Keeper ratio caveat: This is an optimistic target. Comparable systems achieve 0.1-5% always-on participation (Bitcoin full nodes: ~0.01%, Mastodon instance operators: ~2%, Nostr relays: 0.2-1%). The protocol is designed to function at full-node ratios as low as 5%. At 5% Keepers, the all-light-node availability analysis applies (P(unavailable) ≈ 0.08%), which remains acceptable.

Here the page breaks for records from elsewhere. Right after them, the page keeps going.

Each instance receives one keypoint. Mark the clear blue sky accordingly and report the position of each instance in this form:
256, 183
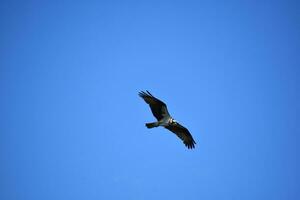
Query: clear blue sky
72, 124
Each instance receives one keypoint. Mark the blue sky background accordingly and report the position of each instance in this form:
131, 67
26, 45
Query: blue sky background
72, 125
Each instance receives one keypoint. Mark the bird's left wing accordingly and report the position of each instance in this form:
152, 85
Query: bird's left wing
183, 133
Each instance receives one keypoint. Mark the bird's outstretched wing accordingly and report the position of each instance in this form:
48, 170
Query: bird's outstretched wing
183, 133
158, 108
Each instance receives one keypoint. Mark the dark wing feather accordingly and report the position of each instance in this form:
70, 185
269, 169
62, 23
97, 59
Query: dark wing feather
183, 133
158, 108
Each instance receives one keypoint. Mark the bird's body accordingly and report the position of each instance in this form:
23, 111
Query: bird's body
164, 119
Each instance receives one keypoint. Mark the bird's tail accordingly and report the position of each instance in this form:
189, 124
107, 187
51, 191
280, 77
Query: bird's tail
151, 125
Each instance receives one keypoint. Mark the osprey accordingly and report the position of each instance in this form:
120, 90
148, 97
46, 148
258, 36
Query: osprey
160, 112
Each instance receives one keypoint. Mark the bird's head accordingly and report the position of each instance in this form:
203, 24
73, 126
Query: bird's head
173, 121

| Node type | % of network | Uptime | Storage role | Devices |
|---|---|---|---|---|
| Full node | ~25% | ~95% (always-on) | Reliable storage peer, full history | Desktop, home server, VPS |
| Light node | ~75% | ~30% (intermittent) | Participates when online, checkpoint sync | Mobile phones, tablets |
Full nodes are the backbone of storage pacts. Light nodes participate but are less reliable. The protocol doesn't enforce this distinction — reliability scoring and challenge-response naturally surface it.
Network Size Scenarios
| Scenario | Total users | Full nodes (25%) | Light nodes (75%) | DAU (50%) | Avg follows |
|---|---|---|---|---|---|
| Early | 1,000 | 250 | 750 | 500 | 50 |
| Growing | 10,000 | 2,500 | 7,500 | 5,000 | 100 |
| Medium | 100,000 | 25,000 | 75,000 | 50,000 | 150 |
| Large | 1,000,000 | 250,000 | 750,000 | 500,000 | 200 |
2. Storage Requirements
Per-Pact Storage (What You Store For One Partner)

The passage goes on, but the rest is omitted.